In this study we compared the demographic impacts of the common invader Alliaria petiolata (garlic mustard) to the effects white-tailed deer using a decade of longitudinal data from a crossed deer exclusion/Alliaria removal experiment.  We analyzed these data using multi-level models to determine whether Alliaria removal (Alli-) causes vital rates of three common forest herbs (Maianthemum racemosum, Polygonatum biflorum, Trillium erectum) to diverge over time from plants in paired control plots and compared the impact of the invader to that of deer herbivory.  We used the resulting vital rates to parameterize matrix models using data from 2013-2014 to determine the impact of our treatments on plant fitness and population growth for Maianthemum and Trillium.          


Each native species had at least one key vital rate benefit from Alliaria removal.  Maianthemum flowering (Alli-xtime p = 0.002) and Polygonatum abundance (Alli-xtime p = 0.05) were impacted as much by Alliaria removal as by release from deer herbivory. Trillium seedling recruitment benefitted from Alliaria removal (Alli-xtime p = 0.01), but overall this species’ vital rate responses were complex, likely due to higher intra- and possibly inter-specific competition in Alli-and deer exclusion plots. 

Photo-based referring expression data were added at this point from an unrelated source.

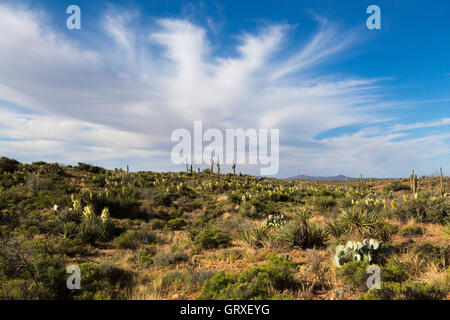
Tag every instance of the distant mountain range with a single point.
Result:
(319, 178)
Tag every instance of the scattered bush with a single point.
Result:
(397, 291)
(211, 238)
(133, 239)
(254, 283)
(412, 231)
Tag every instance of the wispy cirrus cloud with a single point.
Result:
(123, 96)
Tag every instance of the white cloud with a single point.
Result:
(122, 97)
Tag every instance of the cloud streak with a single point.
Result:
(122, 97)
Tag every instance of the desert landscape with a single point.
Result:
(209, 235)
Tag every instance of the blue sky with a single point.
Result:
(347, 100)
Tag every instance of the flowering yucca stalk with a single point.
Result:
(88, 213)
(105, 215)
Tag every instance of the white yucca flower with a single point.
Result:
(88, 213)
(105, 214)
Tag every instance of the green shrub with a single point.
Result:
(302, 234)
(397, 291)
(257, 208)
(394, 273)
(167, 258)
(256, 237)
(354, 273)
(102, 281)
(8, 165)
(432, 253)
(254, 283)
(412, 231)
(293, 234)
(90, 230)
(396, 186)
(176, 224)
(338, 229)
(384, 231)
(324, 203)
(157, 224)
(132, 239)
(70, 229)
(210, 238)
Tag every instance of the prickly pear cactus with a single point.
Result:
(356, 251)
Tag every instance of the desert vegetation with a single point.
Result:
(210, 235)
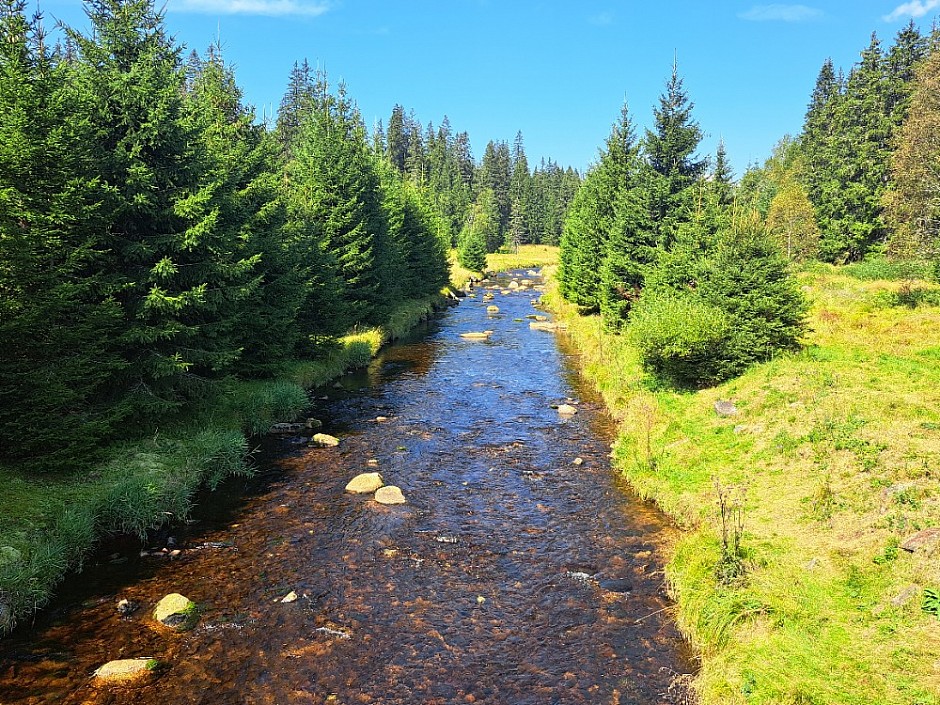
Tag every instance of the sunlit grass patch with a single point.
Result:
(836, 449)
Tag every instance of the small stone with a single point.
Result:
(542, 325)
(922, 540)
(390, 494)
(616, 585)
(323, 439)
(365, 483)
(126, 607)
(905, 596)
(176, 611)
(126, 670)
(285, 428)
(725, 408)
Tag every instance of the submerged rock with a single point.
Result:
(324, 439)
(127, 670)
(176, 611)
(390, 494)
(286, 428)
(126, 607)
(365, 483)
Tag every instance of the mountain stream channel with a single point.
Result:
(522, 569)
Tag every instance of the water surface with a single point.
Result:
(516, 574)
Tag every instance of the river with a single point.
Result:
(516, 574)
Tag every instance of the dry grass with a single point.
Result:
(838, 448)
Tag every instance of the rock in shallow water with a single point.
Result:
(127, 670)
(365, 483)
(324, 439)
(389, 495)
(175, 611)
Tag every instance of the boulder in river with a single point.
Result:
(324, 439)
(176, 611)
(127, 671)
(389, 495)
(365, 483)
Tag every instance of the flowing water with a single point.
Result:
(514, 575)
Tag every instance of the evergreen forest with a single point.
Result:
(695, 266)
(157, 240)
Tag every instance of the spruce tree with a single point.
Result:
(169, 267)
(336, 186)
(670, 150)
(630, 246)
(57, 358)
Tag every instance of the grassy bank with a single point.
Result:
(48, 523)
(834, 458)
(527, 256)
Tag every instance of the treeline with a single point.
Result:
(497, 203)
(694, 267)
(653, 242)
(857, 181)
(156, 240)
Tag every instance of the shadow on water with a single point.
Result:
(520, 571)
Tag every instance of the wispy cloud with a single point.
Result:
(916, 8)
(271, 8)
(602, 19)
(782, 13)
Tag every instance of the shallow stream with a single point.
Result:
(514, 575)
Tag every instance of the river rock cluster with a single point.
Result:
(369, 482)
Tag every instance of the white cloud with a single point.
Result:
(602, 19)
(916, 8)
(271, 8)
(782, 13)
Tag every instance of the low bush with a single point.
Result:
(680, 338)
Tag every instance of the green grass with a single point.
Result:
(51, 521)
(527, 256)
(837, 450)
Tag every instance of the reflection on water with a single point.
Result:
(514, 575)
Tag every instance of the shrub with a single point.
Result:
(680, 338)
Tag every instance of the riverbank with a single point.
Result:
(48, 523)
(527, 256)
(831, 454)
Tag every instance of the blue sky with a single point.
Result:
(558, 71)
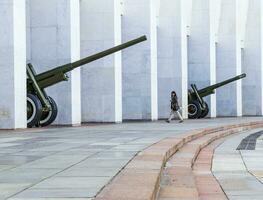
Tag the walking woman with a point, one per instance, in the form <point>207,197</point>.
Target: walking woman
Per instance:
<point>174,108</point>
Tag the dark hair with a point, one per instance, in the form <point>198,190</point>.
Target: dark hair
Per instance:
<point>173,93</point>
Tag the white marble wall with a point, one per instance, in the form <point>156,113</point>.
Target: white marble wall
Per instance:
<point>139,77</point>
<point>202,47</point>
<point>174,22</point>
<point>228,57</point>
<point>101,80</point>
<point>252,60</point>
<point>12,64</point>
<point>54,40</point>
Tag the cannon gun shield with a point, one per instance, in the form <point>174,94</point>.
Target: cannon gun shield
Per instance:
<point>42,109</point>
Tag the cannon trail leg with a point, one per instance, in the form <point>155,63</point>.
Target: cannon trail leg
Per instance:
<point>48,117</point>
<point>34,110</point>
<point>205,111</point>
<point>194,110</point>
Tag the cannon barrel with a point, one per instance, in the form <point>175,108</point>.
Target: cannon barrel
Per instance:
<point>68,67</point>
<point>210,89</point>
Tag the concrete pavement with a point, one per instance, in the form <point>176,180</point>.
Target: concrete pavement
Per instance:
<point>77,162</point>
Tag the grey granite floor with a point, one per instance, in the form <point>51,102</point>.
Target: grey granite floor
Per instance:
<point>77,162</point>
<point>237,170</point>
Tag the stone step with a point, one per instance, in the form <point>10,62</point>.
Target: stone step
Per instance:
<point>140,179</point>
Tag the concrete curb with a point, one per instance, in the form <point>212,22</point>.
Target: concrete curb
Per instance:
<point>140,179</point>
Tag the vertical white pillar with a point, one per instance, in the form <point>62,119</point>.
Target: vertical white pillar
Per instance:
<point>13,64</point>
<point>172,53</point>
<point>101,80</point>
<point>140,62</point>
<point>55,41</point>
<point>202,48</point>
<point>252,60</point>
<point>229,97</point>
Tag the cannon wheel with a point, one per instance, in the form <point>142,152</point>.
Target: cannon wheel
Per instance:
<point>205,111</point>
<point>49,117</point>
<point>194,110</point>
<point>34,110</point>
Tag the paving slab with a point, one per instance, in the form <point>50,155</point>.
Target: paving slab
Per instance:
<point>232,169</point>
<point>80,161</point>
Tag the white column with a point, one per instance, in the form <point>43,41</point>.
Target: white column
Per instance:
<point>173,53</point>
<point>202,48</point>
<point>54,38</point>
<point>101,80</point>
<point>12,64</point>
<point>140,62</point>
<point>229,97</point>
<point>252,60</point>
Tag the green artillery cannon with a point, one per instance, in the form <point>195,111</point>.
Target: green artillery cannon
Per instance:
<point>197,107</point>
<point>42,109</point>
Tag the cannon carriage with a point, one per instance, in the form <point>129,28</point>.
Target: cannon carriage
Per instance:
<point>41,108</point>
<point>197,107</point>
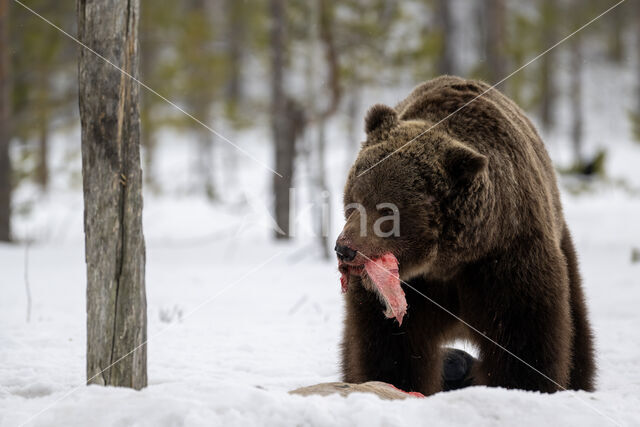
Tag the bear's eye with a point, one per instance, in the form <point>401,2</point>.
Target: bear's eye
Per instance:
<point>386,212</point>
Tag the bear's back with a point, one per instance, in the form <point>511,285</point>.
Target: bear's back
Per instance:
<point>483,118</point>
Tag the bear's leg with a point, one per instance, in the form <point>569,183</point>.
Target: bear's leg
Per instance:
<point>582,360</point>
<point>521,301</point>
<point>375,348</point>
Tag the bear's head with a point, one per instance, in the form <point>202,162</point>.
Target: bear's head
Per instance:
<point>415,193</point>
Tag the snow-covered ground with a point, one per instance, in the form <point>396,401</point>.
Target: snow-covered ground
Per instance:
<point>236,320</point>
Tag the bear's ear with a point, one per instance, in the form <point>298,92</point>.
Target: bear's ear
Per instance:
<point>380,117</point>
<point>463,163</point>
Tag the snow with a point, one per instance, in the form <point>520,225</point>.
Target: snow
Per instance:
<point>237,320</point>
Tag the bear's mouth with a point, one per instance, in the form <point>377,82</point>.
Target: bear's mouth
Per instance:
<point>380,275</point>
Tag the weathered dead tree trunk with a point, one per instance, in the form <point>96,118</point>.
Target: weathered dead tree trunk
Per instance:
<point>112,182</point>
<point>283,144</point>
<point>5,160</point>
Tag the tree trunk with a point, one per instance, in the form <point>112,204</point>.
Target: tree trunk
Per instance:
<point>42,171</point>
<point>576,98</point>
<point>284,147</point>
<point>236,51</point>
<point>547,71</point>
<point>637,11</point>
<point>495,40</point>
<point>5,160</point>
<point>446,61</point>
<point>112,183</point>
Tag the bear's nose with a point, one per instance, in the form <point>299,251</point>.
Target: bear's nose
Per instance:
<point>345,253</point>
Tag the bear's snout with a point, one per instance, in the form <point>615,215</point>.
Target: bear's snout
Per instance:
<point>345,253</point>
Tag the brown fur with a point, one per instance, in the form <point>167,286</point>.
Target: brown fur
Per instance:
<point>482,233</point>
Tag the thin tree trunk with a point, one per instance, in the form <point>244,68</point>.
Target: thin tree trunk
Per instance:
<point>324,199</point>
<point>5,160</point>
<point>446,60</point>
<point>112,182</point>
<point>42,171</point>
<point>495,40</point>
<point>637,11</point>
<point>236,51</point>
<point>547,78</point>
<point>576,98</point>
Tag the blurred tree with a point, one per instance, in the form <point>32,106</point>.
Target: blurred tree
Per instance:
<point>444,20</point>
<point>287,120</point>
<point>362,38</point>
<point>616,25</point>
<point>5,159</point>
<point>202,80</point>
<point>236,44</point>
<point>494,30</point>
<point>44,90</point>
<point>112,184</point>
<point>548,15</point>
<point>158,27</point>
<point>575,91</point>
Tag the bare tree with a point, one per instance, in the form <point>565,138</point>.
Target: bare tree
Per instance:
<point>112,182</point>
<point>637,12</point>
<point>494,40</point>
<point>547,78</point>
<point>576,98</point>
<point>281,124</point>
<point>446,61</point>
<point>5,160</point>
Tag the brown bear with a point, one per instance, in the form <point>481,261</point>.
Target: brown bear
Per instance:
<point>482,244</point>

Matrix models built from these vital rates indicate that population growth for Maianthemum is high when both deer are excluded and Alliaria removed (lambda=1.08), yet removal of Alliaria alone results in a similar rate (lambda=1.06).  Trillium population lambda are currently ~identical across all treatments (lambda=1), likely damped by competition in the deer exclusion plots.  Sensitivity analyses indicates when Alliaria is present population stability is almost entirely due to stasis of adult plants, while Alliaria removal increases the role of recruitment to population stability. Prior work demonstrated that Alliaria’s negative effects on native vital rates are mediated by disruption of the AMF-native plant mutualism, not competition.  To our knowledge this is the first demonstration of the long-term impacts of Alliaria on native plant demography.